Kiki pun menutupi bibirnya yang biasa berkata bijak dengan kedua tangannya, wajah putihnya kini menjadi memerah dengan airmata yang mulai menetes dipipinya.
Pastinya dia sangat malu dengan ucapan Arga barusan, ditambah lagi disini sedang banyak orang yang memperhatikan kami.
"KA...KAMU KETERLALUAN ARGA! kamu tahu apa tentang aku, Bahkan aku sudah menutupi keburukan mu selama ini!!" ucap Kiki mulai buka suara
"Keburukan?! keburukan apa yang kamu maksud..ngomong aja yang jelas nggak usah sok nutup - nutupin!!" tantang Arga,
"Owh jadi kamu pikir aku takut mengungkap kelakuanmu selama ini?! bahkan yang Dara LIHAT tadi siang pun sebenarnya aku sudah sering melihatnya!!!" ungkap Kiki tanpa ragu
"Nggak usah bertele - tele, memang apa yang kamu LIHAT" desak Arga dengan sangat percaya diri seolah - olah tidak punya kesalahan apa pun.
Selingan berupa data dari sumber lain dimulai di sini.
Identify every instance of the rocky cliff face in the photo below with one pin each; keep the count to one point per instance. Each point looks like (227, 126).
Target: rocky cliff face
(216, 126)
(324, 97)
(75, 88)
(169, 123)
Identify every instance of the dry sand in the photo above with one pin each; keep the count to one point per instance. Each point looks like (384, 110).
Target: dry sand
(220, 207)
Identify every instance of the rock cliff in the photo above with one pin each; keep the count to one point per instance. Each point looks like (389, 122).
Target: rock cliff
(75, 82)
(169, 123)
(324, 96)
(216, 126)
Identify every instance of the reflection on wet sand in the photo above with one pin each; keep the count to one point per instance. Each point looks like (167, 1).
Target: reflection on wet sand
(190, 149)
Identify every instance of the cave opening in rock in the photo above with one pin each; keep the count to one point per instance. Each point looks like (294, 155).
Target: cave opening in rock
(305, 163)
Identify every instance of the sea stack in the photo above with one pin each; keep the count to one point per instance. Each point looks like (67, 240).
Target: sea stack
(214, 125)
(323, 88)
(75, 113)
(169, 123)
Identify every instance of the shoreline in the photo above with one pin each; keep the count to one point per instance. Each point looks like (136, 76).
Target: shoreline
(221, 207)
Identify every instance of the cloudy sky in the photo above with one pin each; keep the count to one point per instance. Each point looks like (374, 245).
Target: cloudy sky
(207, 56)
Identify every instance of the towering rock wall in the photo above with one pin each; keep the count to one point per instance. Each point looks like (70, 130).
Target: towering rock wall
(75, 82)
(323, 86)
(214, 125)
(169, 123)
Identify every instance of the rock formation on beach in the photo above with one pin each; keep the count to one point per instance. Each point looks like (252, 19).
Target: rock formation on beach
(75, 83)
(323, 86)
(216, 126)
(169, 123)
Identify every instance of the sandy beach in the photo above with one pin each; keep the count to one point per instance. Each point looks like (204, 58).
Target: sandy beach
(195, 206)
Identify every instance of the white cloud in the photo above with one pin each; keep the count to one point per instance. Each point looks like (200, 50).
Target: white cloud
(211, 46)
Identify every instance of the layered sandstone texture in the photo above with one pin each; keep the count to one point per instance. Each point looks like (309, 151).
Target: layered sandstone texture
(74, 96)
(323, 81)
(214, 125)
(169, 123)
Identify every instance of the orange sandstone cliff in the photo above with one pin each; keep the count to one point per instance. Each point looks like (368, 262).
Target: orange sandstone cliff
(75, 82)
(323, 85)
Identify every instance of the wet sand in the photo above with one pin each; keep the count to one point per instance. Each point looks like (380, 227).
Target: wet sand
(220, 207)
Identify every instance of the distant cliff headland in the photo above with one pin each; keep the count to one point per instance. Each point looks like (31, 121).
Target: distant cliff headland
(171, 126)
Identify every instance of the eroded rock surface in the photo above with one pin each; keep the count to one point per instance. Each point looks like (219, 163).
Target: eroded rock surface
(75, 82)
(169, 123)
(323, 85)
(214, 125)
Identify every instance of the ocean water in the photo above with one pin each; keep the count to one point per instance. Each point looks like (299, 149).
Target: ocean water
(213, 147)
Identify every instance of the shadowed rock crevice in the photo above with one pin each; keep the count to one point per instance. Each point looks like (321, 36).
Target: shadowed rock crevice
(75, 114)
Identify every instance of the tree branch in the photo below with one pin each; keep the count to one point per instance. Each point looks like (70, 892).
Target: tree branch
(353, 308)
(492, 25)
"ARGA CUKUP..!!! kamu Ga, kamu kira aku nggak tahu kelakuanmu sama Amira?!!" Ungkapku Geram, tidak tahan lagi dengan kepura - puraannya dia yang sok suci.
"Apa? Amira? memang apa yang kamu lihat?!" tiba - tiba dia kaget mendengar pernyataanku barusan.
"kamuuu Arga..!!" tanganku gregetan menunjuk kewajahnya.
"Graap!!"
"Ayoo Dara! buat apa kamu buang-buang waktu sama cowok yang nggak tahu diri seperti itu!!" Kiki langsung menarik tanganku sambil membawaku pergi dengan cepat,
sudah pasti Kiki sangat sakit hati dengan apa yang sudah dikatakan oleh Arga kepadanya dari tadi.
Aku pun terus mengikuti langkahnya yang begitu cepat tanpa melihat wajahnya, namun suaranya yang agak serak sudah mengartikan bahwa dia sudah benar - benar sedang terisak.